Almost certainly the latter. But why that should disqualify their observations is unclear. In the future, men might well laugh at our quaint theories, even though we call upon them now to paint ourselves as superior to our ancestors. I’m sometimes accused of nitpicking, and yet pulling up Biblical passages for the purpose of showing that they are scientifically inadequate seems rather like examining the life of Albert Einstein for the purpose of showing that he was a pathetic athlete. I mean, what’s the point? Someone (I think it was Tamerlane) once noted that religion tends to fall apart under skeptical observation, whereupon I responed that skepticism tends to fall apart under religious examination. So what?
That’s how retrograde motion and a lot of other silly things made their way into ancient astronomy. It might be clearer to say this: when you live on Earth it’s easy to draw the conclusion that the Earth stays where it is and everything else moves around it. But when you start looking at the movements of the planets and things, that model ceases to be the simplest or most sensible.

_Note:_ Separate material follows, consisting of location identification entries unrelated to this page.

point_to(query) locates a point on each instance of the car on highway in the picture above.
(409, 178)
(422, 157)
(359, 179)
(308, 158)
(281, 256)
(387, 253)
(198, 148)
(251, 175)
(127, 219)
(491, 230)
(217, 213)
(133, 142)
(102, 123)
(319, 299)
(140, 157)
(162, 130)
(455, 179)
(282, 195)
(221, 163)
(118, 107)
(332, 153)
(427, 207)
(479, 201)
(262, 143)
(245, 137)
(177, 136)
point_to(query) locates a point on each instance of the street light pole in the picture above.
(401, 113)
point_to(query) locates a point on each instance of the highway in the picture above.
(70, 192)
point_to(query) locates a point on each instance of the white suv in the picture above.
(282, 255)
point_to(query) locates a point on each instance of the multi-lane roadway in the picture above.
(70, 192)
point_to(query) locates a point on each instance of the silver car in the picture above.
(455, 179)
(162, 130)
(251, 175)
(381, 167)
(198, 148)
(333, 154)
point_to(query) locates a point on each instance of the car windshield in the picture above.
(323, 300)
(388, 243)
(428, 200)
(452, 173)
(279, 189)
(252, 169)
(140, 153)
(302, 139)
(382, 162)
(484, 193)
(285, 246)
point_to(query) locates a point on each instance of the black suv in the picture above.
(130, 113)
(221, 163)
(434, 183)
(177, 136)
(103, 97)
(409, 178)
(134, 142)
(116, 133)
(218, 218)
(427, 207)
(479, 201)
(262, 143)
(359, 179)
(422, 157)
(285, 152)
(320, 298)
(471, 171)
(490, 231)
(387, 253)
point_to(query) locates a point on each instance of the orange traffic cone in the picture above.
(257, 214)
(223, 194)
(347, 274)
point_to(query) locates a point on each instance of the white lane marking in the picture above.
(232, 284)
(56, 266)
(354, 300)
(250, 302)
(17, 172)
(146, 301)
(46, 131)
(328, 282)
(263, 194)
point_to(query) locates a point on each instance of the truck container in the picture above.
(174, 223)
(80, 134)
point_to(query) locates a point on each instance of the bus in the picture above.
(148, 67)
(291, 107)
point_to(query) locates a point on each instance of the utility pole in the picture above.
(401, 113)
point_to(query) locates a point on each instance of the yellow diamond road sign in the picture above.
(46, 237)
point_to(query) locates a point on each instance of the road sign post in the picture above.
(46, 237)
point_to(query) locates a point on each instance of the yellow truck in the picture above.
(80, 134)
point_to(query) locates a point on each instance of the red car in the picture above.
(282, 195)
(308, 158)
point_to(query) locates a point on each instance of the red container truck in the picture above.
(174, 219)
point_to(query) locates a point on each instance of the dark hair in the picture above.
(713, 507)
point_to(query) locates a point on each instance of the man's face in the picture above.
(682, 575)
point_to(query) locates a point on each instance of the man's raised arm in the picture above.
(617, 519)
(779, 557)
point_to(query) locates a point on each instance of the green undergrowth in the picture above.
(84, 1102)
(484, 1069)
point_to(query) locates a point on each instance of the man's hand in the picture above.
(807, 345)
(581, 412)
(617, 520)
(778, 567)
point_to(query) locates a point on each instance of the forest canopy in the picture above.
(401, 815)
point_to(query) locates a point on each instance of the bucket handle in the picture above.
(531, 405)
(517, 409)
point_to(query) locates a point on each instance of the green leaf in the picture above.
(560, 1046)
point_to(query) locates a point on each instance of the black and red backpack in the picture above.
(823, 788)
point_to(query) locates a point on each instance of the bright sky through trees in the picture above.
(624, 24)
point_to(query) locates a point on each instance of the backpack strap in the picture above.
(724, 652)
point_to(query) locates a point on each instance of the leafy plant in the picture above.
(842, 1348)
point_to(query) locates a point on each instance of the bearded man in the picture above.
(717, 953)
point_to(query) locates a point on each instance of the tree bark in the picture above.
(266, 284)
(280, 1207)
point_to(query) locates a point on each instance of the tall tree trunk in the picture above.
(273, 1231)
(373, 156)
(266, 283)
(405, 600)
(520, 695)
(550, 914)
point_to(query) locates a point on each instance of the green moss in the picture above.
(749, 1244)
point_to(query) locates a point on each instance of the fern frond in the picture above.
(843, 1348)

The alternative under discussion would involve calculating the motion of the sun and the universe around the earth.
This earth-centric modeling of tides is only feasible when the sun and moon’s motion relative to the earth has already been calculated heliocentrically.
It certainly disqualifies it from being taught as science in schools, since we now know much more correct viewpoints.
If future people, who long since discovered evidence that 21st century science is wrong (or at least not as close to reality as their current knowledge), still want to teach 21st century science because of religion or politics or whatever, they’d be just as ignorant as the people today denying evolution because of the Bible.
The thing I believe you’re forgetting here is that part of the definition of God’s omniscience isn’t that God learns of what happes as it happens - rather God knows everything in one act of knowing.
Thus God doesn’t observe the sparrow’s fall and remark upon it to Godself out by Alpha Centauri, rather God knew all along that that was when, and where, that sparrow would fall.
Which is, AIUI, the big problem that many religionists have vis-a-vis the argument about predestination vs. free will.
FWIW, I don’t care that God knows what I’m going to do at point X, God’s foreknowledge of my actions doesn’t change that it’s a result of my free will.
While I have no problem with reconciling modern physics with my faith - it’s not exactly a secret that Albert Einstein really never did. I don’t know if that really means anything more than Albert knew both more of physics and religion than I do, or not.
I suppose the hypothesis that spirituality might be a delusory condition, dependent on environmental and neurological factors, the latter which include a genetic component, and that religion is a viral memeplex which thrives in this mental environment, wouldn’t get much support. Of course, it gets little support from anyone, so the Christians are in good company.